Человек в черном вновь отчаянно взмахнул левой рукой. Правая безжизненно висела вдоль тела, будто чужая.
— Не плыви к гавани, царь! — крикнул он. — Во имя Зевса и Афины, дарующей нам мудрость, не плыви туда, или ты погубишь себя и всех нас!
— Что, что? — Неоптолем нагнулся и всматривался, но солнце светило ему в глаза, мешая узнать кричавшего. — Что случилось? Кто ты такой и отчего грозишь мне гибелью? Меня не так легко напугать!
— Не я тебе угрожаю, великий царь, но подлые и бесчестные воры, которые воспользовались твоим отсутствием. Ты не узнаешь меня? Я — Гелен, друг твоего отца, помощник жреца… Дай мне пристать к кораблю, и я все расскажу тебе! Юноша почувствовал, как его сердце забилось не в груди, а где-то в горле.
— Что с царицей?! — закричал он. — Что с царицей и наследником?! Говори! Ну!!!
Лодка была почти у самого борта корабля, и теперь царь видел стоящего на корме суденышка человека в черном, видел бледное, покрытое потом лицо. Правая рука троянца была обмотана куском холста, покрытого большими багровыми пятнами.
— Царица Андромаха жива и наследник тоже, хвала богам! — воскликнул прорицатель. — Но выслушай меня, Неоптолем, умоляю, или случатся великие беды… Только ты сейчас можешь помочь и исправить все, что случилось. Вели, чтобы нас подняли на корабль, а после прикажи кормчему развернуться и идти вдоль берега. В гавани вас ждут убийцы!
Тут же в памяти юноши явился берег недавно оставленной Итаки и безжизненные тела спутников Телемака. Их тоже ждали убийцы… Что же это такое? Или все ахейские земли переполнены подлыми разбойниками?..
Повинуясь знаку царя, несколько гребцов кинули вниз веревочные петли и на них подняли Гелена с его спутником. Еще один гребец спрыгнул в лодку и привязал к ее носу веревку, укрепленную на борту, чтобы суденышко не уплыло прочь.
— Ну? — Неоптолем подступил к человеку в черном, едва сдерживая волнение. — Что случилось? Ты ранен?
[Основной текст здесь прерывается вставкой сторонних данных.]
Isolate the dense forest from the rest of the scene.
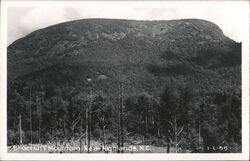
[7,20,242,153]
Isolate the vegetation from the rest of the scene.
[7,20,241,153]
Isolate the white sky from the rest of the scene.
[7,1,249,45]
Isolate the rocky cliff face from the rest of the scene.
[8,19,241,95]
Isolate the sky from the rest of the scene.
[7,1,249,45]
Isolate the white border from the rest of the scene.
[0,0,249,160]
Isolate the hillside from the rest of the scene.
[7,19,241,153]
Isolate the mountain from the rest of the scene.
[7,19,241,153]
[8,19,241,97]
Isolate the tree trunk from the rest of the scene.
[19,114,23,145]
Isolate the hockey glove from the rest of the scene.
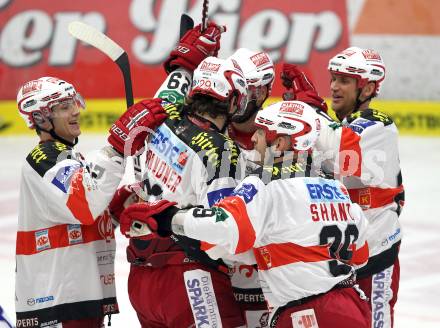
[108,184,141,224]
[281,64,327,112]
[120,199,179,239]
[108,98,168,156]
[164,22,226,73]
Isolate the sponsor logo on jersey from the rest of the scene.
[358,188,371,210]
[67,224,83,245]
[149,125,188,174]
[52,164,80,194]
[200,61,220,73]
[27,295,54,306]
[304,178,355,222]
[251,52,269,67]
[30,145,47,164]
[348,118,376,134]
[22,80,43,96]
[97,211,113,243]
[362,49,382,61]
[16,317,38,328]
[207,188,234,207]
[232,183,258,204]
[183,270,222,328]
[102,303,119,315]
[304,178,350,203]
[35,229,50,252]
[144,149,182,196]
[382,228,400,246]
[290,309,319,328]
[96,251,115,265]
[371,266,394,327]
[258,246,272,269]
[99,273,115,285]
[231,59,243,74]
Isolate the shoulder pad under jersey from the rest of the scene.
[26,141,72,177]
[347,108,393,126]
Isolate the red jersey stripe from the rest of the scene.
[218,196,256,254]
[339,127,362,177]
[254,243,333,270]
[348,185,403,209]
[66,169,95,224]
[350,242,369,265]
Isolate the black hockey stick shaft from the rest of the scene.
[115,52,134,108]
[179,14,194,39]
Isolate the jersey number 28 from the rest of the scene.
[319,224,359,277]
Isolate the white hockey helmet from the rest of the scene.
[189,57,247,114]
[229,48,275,123]
[17,76,85,129]
[255,101,321,151]
[229,48,275,93]
[328,47,385,95]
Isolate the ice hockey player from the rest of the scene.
[285,47,404,327]
[114,23,251,328]
[121,101,370,328]
[15,77,166,328]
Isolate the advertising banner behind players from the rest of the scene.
[0,0,348,100]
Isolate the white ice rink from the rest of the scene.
[0,136,440,328]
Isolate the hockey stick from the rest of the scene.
[68,21,134,107]
[200,0,209,32]
[179,14,194,39]
[68,21,142,181]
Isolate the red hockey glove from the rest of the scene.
[108,183,141,223]
[108,98,168,156]
[164,22,226,73]
[120,199,179,239]
[281,64,327,112]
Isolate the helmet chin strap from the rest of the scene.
[36,120,78,147]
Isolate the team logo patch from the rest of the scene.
[290,309,319,328]
[183,269,222,328]
[67,224,83,245]
[207,188,234,207]
[349,119,376,134]
[280,101,304,116]
[232,183,258,204]
[258,247,272,269]
[35,229,50,252]
[52,164,80,194]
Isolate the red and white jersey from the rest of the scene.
[315,109,404,271]
[173,176,368,306]
[16,141,124,327]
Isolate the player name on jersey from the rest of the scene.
[306,180,354,222]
Кто это сделал?
Гелен, казалось, теряя последние силы, опустился на скамью и с трудом перевел дыхание.
— Около года назад, когда прошло еще не так много времени со дня твоего отъезда, мой царь, на один из городов побережья напали морские разбойники. Три больших корабля пристали к берегу, и на них было полторы сотни головорезов. Городок маленький, они бы там всех перебили, но наша царица, едва прискакал гонец, послала отряд мирмидонцев, и разбойники были разбиты. Большая их часть сдалась в плен. Оказалось, что они родом из Трои, что будто бы стали разбойничать, когда Троя сгорела, и они остались ни с чем. Скорее всего, то была ложь: наверное, это беглые рабы, что бежали из троянских рудников на севере, когда началась война, и уплыли на захваченных финикийских судах. Царю Приаму было не до того, чтобы их преследовать.
— О чем ты говоришь? — в нетерпении крикнул Неоптолем. — Какое мне дело до этих беглых рабов? Говори о том, что произошло здесь!
— Прикажи кормчему идти вдоль берега… — вновь проговорил Гелен. — Я рассказываю подробно, чтобы ты лучше понял…
— Филипп, правь вдоль берега, на север! — не оборачиваясь к кормчему, бросил Неоптолем. — Ну, дальше, Гелен, дальше!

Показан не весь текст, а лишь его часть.